Lecture 12: March 10

Lecturer: Mark Corner Scribes: Bruno Silva,Jim Partan

12.1 Deadlocks

We introduced deadlocks in the last lecture. Here is another example of a program which can deadlock:

Thread A lock(L1); lock(L2);

Thread B lock(L2); lock(L1);

If Thread A acquires lock L1, and then the scheduler switches to Thread B, which acquires lock L2, then this program will deadlock. Neither thread releases the lock it holds, and each is trying to acquire the lock which the other holds. In fact, without recursive locks, this simple example will also deadlock:

Thread A lock(L); lock(L);

12.1.1 Necessary Conditions for Deadlock

Here are the conditions necessary for a deadlock to occur; note that all of them are necessary, and none is sufficient:

  1. finite resources: the resources are held in a mutually-exclusive way, and they can be exhausted, causing waiting.
  2. hold-and-wait: each thread holds one resource while waiting for another.
  3. no preemption: threads only release resources voluntarily. No other thread (or the OS) can force the thread to release its resources.
  4. circular wait: we have a circular chain of waiting threads.

12.1.2 Deadlock Detection

Deadlocks can be detected while the program is running, by running cycle detection algorithms on the graph that defines the current use of resources.

12-2 Lecture 12: March 10

Define this graph as follows: it has one vertex for each resource (r 1 ,... , rm) and one vertex for each thread (t 1 ,... , tn). If a resource ri is held by thread tj , then we add an edge from vertex ri to vertex tj. If a thread tk is trying to acquire resource r, then we add an edge from vertex tk to vertex r.

Given this graph, we can run a cycle detection algorithm. If a cycle is found, there is a deadlock.

Detecting a deadlock is much easier than recovering from a deadlock. Several possible approaches might be to kill all of the threads in the cycle, or kill the threads one at a time, forcing them to release resources, and hope that this will break the deadlock.

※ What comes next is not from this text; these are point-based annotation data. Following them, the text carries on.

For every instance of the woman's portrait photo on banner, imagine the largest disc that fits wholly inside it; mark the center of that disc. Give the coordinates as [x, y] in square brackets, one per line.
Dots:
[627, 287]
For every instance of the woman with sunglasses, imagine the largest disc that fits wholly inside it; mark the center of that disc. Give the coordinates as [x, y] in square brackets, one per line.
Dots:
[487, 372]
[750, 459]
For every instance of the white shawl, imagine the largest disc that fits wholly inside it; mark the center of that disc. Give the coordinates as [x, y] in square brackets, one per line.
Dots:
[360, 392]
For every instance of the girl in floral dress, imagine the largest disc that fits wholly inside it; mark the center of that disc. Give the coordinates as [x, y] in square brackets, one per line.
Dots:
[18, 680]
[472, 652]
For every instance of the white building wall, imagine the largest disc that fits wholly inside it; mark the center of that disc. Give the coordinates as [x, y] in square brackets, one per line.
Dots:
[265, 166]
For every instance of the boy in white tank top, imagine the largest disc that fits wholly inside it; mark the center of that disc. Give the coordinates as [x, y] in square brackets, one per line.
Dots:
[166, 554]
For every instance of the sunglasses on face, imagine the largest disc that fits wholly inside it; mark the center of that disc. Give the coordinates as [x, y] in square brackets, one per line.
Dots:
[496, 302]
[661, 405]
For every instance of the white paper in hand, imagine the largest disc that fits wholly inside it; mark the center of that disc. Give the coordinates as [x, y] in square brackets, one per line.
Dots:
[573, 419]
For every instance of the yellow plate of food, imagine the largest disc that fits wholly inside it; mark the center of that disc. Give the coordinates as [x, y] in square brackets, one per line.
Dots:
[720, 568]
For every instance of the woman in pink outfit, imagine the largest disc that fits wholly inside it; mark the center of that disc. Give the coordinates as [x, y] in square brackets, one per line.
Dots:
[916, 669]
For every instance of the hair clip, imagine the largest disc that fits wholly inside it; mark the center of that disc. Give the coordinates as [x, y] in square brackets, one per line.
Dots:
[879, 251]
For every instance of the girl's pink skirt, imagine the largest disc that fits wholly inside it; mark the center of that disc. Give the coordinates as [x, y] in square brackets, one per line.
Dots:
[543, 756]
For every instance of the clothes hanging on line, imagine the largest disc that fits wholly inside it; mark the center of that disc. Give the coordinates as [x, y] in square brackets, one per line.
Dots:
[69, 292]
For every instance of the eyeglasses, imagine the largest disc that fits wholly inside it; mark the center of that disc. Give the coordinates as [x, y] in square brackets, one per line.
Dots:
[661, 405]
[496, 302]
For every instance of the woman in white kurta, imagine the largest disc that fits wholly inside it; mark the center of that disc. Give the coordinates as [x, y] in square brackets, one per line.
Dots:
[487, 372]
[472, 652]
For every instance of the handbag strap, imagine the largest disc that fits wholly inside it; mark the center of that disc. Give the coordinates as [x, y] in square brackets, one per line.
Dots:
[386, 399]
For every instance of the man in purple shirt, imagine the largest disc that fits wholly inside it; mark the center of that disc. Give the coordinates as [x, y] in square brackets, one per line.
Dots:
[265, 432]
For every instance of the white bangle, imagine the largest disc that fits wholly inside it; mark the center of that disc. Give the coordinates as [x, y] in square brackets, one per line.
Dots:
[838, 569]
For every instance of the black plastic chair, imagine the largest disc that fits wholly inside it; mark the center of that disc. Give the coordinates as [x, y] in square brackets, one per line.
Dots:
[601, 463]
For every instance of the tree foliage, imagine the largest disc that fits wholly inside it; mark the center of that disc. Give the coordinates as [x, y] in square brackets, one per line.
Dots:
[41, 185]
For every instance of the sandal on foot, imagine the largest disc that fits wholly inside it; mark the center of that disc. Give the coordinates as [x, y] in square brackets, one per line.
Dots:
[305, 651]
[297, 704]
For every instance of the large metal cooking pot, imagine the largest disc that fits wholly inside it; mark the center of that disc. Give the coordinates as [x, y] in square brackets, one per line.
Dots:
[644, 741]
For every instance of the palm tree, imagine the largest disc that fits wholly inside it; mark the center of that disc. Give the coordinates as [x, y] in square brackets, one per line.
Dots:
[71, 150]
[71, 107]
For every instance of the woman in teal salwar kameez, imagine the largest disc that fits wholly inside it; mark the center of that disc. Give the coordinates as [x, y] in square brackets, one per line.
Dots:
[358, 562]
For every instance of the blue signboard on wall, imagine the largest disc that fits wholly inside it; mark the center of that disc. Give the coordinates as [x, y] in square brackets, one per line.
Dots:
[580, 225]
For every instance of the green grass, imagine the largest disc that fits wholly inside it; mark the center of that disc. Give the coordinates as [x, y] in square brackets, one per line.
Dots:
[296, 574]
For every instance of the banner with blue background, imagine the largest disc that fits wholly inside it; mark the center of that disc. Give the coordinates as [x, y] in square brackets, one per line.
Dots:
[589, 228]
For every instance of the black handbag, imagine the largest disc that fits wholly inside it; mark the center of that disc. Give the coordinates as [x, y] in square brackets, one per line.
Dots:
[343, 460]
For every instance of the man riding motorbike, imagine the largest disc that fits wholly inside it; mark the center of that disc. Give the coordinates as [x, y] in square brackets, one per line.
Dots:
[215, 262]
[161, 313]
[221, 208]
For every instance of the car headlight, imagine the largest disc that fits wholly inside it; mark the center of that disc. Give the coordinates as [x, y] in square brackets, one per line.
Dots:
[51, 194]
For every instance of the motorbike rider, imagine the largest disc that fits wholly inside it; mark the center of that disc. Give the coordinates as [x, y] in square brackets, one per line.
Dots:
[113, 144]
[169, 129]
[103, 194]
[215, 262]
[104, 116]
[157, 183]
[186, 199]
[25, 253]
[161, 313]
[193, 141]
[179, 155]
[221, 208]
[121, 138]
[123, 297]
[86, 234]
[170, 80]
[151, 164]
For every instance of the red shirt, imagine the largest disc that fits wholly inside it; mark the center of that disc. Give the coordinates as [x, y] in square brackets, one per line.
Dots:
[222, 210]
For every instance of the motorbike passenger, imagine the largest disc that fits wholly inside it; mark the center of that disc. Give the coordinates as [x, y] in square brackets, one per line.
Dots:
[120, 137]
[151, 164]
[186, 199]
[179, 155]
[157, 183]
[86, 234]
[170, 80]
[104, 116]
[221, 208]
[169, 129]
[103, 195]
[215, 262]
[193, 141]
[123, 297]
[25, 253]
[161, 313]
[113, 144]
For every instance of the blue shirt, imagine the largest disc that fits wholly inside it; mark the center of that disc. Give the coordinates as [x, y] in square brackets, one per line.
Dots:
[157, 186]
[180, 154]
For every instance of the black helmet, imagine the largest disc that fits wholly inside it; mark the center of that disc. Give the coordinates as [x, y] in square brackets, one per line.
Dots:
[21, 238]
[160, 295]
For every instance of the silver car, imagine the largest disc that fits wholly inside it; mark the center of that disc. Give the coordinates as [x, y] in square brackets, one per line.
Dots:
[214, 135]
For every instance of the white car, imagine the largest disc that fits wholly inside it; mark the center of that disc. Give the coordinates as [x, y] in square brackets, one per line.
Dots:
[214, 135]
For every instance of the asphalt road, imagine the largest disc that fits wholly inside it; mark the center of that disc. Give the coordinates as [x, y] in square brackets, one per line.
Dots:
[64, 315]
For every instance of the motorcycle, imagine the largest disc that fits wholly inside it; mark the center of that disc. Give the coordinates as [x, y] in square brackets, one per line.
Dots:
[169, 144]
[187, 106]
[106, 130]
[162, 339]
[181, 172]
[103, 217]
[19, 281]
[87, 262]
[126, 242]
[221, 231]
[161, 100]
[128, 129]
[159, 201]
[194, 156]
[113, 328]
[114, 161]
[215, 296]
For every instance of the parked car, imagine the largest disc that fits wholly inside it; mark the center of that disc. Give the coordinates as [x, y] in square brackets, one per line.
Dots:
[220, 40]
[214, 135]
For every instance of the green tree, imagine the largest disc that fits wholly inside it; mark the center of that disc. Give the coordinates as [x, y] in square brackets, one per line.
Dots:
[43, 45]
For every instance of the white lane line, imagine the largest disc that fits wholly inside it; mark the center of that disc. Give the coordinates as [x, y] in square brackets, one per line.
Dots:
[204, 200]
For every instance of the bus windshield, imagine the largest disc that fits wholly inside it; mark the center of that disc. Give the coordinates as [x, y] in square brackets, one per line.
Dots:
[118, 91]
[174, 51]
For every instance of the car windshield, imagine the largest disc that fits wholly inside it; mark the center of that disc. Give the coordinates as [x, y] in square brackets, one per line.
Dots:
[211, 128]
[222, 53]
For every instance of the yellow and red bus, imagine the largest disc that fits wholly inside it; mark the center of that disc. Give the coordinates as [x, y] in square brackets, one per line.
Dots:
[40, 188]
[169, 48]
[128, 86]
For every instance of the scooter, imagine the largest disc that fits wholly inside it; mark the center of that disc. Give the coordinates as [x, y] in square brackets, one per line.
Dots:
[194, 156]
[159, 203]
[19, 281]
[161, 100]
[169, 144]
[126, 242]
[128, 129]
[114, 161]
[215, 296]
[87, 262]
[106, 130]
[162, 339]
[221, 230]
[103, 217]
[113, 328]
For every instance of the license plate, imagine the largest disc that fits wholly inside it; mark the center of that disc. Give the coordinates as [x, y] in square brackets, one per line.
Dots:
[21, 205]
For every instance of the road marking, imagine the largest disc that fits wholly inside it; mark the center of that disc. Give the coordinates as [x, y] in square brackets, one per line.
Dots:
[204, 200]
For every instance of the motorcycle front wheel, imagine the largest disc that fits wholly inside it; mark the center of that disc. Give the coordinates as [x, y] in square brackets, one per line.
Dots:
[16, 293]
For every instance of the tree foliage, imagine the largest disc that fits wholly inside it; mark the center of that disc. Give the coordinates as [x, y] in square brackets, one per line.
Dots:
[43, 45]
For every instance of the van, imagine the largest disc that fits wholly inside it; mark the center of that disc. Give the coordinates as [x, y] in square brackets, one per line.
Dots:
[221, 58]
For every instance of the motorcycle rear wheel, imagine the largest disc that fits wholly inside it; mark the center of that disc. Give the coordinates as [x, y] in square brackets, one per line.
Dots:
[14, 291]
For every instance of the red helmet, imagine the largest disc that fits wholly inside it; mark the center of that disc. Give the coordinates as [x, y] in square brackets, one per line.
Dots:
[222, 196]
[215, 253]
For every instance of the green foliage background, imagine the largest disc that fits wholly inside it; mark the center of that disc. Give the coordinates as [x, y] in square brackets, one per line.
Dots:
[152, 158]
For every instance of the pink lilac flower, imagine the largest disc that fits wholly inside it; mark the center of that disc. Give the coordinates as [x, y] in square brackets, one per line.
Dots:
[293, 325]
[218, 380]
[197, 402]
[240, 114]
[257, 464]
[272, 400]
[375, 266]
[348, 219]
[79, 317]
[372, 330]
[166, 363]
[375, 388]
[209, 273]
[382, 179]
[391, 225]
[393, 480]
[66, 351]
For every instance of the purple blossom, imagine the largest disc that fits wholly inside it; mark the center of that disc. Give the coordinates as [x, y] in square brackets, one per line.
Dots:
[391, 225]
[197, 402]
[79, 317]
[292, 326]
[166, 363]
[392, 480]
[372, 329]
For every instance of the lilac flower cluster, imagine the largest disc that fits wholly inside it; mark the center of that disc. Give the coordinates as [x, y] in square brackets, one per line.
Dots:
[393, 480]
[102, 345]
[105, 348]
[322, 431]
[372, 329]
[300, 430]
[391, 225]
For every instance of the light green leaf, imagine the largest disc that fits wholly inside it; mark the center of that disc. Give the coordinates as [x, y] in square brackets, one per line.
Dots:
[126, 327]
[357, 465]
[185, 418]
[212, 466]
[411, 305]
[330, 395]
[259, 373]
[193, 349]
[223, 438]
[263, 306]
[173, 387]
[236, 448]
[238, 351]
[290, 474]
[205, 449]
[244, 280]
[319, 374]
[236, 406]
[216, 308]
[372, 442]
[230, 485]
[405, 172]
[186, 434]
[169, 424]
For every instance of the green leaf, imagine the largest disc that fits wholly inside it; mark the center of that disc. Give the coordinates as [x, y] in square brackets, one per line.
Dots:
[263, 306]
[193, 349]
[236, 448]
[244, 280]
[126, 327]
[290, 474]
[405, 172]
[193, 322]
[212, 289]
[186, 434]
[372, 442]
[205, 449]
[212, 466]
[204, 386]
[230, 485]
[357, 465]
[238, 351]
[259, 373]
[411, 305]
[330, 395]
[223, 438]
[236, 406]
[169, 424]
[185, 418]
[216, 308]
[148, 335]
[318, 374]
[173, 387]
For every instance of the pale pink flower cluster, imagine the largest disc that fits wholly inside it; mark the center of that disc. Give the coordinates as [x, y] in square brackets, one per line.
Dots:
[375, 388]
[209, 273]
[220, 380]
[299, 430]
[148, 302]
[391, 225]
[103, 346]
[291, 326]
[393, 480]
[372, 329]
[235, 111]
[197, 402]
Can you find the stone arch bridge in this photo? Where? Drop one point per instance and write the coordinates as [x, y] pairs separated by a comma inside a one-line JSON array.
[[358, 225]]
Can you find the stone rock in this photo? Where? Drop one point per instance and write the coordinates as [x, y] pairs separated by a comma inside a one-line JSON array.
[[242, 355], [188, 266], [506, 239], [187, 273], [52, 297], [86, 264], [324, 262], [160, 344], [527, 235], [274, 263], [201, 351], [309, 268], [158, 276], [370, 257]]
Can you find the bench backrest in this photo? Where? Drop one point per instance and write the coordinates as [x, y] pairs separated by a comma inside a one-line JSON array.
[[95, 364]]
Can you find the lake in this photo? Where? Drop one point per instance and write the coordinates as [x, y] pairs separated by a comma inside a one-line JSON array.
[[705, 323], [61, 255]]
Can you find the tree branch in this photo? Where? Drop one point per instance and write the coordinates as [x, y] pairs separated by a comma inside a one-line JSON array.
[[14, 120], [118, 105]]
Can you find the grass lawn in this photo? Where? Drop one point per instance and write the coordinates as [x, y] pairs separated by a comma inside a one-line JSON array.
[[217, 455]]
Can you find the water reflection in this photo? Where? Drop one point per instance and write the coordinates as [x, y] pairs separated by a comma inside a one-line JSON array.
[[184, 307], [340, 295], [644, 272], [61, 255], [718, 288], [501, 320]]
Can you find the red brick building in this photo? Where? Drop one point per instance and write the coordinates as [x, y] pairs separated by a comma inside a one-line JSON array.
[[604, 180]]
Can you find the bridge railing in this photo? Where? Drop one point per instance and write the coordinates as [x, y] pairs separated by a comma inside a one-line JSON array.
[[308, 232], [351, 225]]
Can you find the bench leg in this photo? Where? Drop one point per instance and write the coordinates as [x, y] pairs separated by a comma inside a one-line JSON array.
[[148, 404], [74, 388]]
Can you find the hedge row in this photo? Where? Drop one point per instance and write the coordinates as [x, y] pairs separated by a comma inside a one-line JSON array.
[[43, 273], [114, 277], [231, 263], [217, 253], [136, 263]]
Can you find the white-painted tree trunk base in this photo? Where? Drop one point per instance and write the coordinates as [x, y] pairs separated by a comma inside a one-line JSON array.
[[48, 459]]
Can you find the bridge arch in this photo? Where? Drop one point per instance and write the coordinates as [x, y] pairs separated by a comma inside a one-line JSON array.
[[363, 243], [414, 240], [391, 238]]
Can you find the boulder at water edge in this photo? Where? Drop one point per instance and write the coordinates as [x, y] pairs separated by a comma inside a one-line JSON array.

While this may sound easy, it is not. Killing threads generally doesn’t release their resources cleanly (locks, memory, files, etc). This is essentially the rollback problem, to back out all the actions of a thread. Databases usually include rollback mechanisms, which can be quite complicated, and it is not always possible to roll back all the actions of a thread (consider a thread which outputs hard-copy printed pages).

As a general guideline, do not use functions like pthread cancel(), which kills a thread, unless you really know what you are doing.

12.1.3 Deadlock Prevention

While it is hard to resolve a deadlock which has been detected, fortunately it is fairly easy to prevent deadlocks from ever happening.

The key is that the conditions above for deadlock are all necessary. We just have to ensure that at least one condition cannot be true. We definitely cannot get rid of the problem of finite resources; that is something we have to live with. And in many cases it can be difficult to get rid of the conditions of hold-and-wait and lack of preemption.

But we can eliminate circular waiting. One standard way of doing this is to have a so-called canonical ordering of the locks. This means that the programmer must always acquire the locks in a specified order, such as first lock1, then lock2, then lock3, etc. By doing so, we will ensure a system whose thread/resource graph is cycle-free, and therefore the system will be deadlock-free.